Following the conclusion of the worker’s testimony, it was observed by me that Dr. Luba’s report of September 2008 was curiously absent from the medical records submitted to the claim file. The worker representative acknowledged this shortcoming and it was determined that a fair decision could not be rendered without making an enquiry to obtain this report. Consequently, the worker representative was charged with the responsibility of obtaining this report and circulating it to the workplace parties. Dr. Luba’s report has since been received along with the final written submissions of the parties.

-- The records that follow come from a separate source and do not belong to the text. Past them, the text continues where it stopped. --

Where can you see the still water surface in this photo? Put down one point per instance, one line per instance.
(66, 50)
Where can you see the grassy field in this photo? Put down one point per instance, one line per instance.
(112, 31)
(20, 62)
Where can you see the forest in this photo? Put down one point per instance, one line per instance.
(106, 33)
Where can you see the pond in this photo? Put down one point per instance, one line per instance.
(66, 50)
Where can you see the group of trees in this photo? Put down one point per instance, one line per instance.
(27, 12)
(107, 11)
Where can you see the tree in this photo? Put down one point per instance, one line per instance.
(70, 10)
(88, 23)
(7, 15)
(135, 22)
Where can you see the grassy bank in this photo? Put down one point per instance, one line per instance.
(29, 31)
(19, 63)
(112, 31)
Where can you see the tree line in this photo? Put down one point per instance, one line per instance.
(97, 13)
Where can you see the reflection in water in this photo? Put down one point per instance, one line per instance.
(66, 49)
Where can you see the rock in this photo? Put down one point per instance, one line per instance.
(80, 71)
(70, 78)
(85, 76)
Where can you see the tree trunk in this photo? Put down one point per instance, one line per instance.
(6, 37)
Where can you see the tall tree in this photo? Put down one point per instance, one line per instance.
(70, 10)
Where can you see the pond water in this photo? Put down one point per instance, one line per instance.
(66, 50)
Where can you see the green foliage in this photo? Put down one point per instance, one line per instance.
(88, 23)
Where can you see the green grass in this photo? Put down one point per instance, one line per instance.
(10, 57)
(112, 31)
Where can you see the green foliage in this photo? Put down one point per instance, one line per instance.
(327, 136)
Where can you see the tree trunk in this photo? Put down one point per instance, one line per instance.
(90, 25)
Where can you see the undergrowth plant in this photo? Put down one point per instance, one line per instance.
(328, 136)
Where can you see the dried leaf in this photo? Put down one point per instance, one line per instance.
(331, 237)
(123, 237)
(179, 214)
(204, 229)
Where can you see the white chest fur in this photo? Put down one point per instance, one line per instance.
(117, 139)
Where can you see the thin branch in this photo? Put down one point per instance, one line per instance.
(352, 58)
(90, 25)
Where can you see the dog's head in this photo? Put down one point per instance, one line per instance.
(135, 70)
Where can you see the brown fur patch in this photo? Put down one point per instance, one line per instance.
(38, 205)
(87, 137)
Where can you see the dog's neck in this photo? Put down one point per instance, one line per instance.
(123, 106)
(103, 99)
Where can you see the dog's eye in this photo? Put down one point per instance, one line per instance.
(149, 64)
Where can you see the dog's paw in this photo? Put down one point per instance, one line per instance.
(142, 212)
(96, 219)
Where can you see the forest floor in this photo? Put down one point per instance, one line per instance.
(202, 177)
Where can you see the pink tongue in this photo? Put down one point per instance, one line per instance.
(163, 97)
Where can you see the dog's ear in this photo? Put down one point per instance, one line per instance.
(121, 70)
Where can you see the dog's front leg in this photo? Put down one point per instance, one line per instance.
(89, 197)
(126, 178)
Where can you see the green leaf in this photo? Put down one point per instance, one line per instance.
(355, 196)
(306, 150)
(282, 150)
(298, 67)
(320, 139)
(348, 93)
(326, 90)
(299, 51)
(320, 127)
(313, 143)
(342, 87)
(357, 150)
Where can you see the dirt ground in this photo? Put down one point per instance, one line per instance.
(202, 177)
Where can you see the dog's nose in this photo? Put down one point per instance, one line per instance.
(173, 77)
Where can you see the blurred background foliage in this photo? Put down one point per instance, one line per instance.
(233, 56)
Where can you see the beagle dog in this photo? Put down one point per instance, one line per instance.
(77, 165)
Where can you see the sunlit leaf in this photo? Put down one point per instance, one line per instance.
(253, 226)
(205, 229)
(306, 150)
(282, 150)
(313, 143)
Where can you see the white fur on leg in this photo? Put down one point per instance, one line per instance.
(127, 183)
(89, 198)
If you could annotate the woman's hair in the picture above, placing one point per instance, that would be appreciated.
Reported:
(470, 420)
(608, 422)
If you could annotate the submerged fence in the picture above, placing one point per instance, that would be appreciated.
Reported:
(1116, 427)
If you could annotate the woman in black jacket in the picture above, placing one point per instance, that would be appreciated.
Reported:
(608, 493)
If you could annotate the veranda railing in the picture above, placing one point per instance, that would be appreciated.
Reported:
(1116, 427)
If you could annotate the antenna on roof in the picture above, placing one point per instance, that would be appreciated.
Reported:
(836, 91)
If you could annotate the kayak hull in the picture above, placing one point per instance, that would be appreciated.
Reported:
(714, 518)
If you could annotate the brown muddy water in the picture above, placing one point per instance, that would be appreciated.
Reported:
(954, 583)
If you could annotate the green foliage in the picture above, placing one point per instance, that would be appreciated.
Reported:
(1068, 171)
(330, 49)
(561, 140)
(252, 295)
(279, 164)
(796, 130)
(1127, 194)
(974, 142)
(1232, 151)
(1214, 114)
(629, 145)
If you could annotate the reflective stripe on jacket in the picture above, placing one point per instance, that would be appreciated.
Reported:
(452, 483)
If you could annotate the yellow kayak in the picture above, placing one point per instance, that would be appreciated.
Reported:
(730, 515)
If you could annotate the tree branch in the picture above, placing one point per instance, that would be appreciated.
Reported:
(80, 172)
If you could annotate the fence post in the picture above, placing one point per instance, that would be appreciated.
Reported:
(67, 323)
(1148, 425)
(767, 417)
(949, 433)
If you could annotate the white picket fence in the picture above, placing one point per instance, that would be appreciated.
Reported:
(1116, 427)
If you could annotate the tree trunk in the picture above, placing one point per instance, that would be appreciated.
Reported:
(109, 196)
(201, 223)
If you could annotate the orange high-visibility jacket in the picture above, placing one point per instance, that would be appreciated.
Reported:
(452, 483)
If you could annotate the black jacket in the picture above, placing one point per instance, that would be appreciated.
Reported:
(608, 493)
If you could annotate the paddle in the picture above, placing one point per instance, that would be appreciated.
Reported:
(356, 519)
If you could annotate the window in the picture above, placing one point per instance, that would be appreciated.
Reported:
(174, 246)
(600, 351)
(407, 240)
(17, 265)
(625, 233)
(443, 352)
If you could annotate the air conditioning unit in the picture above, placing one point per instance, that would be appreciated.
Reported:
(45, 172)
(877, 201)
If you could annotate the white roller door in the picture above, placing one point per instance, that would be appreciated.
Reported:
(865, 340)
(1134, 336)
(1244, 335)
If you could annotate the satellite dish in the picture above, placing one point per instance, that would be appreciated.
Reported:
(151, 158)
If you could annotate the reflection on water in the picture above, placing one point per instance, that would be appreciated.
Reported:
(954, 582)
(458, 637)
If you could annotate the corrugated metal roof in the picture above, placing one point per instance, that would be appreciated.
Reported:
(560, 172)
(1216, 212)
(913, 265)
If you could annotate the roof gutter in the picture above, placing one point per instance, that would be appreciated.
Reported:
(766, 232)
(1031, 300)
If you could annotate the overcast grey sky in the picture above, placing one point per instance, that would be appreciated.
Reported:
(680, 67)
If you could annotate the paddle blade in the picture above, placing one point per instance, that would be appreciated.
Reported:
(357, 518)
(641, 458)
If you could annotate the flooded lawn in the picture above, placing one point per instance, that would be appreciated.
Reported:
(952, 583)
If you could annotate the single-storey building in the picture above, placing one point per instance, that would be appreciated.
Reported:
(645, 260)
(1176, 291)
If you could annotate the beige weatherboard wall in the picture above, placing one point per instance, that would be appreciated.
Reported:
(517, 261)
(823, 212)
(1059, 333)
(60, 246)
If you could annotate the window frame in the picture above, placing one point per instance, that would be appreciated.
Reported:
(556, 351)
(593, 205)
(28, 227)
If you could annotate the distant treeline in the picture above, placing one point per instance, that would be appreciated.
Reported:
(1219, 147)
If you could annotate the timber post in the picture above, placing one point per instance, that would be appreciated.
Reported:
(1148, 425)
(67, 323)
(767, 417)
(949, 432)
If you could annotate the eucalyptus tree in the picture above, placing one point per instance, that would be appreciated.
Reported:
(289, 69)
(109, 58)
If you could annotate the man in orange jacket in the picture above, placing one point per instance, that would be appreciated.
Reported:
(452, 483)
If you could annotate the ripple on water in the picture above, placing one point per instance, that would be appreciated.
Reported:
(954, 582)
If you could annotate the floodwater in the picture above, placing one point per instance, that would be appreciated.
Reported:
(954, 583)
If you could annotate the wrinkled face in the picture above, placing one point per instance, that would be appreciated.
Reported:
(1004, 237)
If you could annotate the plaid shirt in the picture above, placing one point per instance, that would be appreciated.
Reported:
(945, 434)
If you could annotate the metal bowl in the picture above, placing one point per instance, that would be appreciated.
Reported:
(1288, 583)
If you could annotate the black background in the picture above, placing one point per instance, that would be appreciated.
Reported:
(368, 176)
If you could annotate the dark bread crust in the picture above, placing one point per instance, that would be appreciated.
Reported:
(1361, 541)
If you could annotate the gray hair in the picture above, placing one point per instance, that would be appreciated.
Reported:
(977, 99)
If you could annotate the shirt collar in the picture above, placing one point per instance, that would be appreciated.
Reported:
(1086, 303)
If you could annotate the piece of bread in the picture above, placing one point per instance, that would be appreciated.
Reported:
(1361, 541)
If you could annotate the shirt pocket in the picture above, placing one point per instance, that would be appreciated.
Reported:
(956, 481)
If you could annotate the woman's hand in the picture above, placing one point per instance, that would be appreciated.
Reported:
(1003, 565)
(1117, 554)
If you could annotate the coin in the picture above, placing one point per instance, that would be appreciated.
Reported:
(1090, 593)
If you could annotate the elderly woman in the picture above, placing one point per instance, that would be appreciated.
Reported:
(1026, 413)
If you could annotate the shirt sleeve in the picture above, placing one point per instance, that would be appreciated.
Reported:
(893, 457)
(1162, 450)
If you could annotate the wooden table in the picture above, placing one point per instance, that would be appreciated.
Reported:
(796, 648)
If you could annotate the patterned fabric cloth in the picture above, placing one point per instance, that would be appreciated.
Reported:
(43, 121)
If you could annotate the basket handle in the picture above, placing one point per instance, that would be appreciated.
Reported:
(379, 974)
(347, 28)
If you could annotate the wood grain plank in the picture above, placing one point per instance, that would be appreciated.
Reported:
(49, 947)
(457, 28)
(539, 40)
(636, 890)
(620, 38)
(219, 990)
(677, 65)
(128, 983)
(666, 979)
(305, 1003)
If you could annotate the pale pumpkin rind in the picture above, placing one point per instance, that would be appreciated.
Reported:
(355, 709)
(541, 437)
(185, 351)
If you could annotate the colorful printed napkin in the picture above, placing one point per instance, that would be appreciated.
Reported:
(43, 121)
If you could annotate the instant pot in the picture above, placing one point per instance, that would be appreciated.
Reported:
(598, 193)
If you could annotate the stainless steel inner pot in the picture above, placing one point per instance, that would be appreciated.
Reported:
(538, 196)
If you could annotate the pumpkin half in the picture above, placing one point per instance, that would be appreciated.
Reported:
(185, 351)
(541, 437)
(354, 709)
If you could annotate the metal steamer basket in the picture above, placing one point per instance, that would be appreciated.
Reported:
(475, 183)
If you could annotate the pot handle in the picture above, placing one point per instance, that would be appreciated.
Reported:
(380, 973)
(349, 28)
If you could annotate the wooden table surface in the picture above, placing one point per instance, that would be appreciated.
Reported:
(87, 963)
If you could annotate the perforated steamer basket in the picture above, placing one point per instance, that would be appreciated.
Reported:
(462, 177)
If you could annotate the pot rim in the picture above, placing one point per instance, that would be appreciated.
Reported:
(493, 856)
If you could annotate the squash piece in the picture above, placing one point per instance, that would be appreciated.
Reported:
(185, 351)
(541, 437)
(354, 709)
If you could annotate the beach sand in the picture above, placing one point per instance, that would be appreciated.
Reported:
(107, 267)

The worker’s representative repeats the argument that during his layoff of several months while recuperating from non-compensable surgery, he had become de-conditioned and vulnerable to injury upon returning to strenuous work. He also acknowledges the gradual onset of the claimed condition and the absence of any specifically identified cause for the knee impairment. It is again noted that it was the worker’s doctor’s offered opinion that the knee condition was the result of an unaccustomed strain associated with the worker’s return to his job as a courier.
In reviewing these arguments I also note that no similar impairment is claimed to have occurred when the worker took on courier work initially. He admits to having been involved in this kind of activity throughout his adult life. This would seem to have provided him with ample experience to be able to recognize the physical risks inherent in the job to be able to avoid or accommodate them. I also note that the worker testified the work load he had at the time of the claimed injury was inordinately light for this employer. It would seem from the evidence the worker was not exposed to any inordinately heavy duty. His delay in reporting and seeking medical attention also militated against the employment as being the cause of the condition. The worker testified he did not associate the work with the impairment for several weeks, until his doctor suggested a connection. I find this failure to relate a physical impairment to the physical activity being suggested as its cause at the time the activity is engaged strains credulity. It is unreasonable not to associate a pain that arises during exercise, to that exercise.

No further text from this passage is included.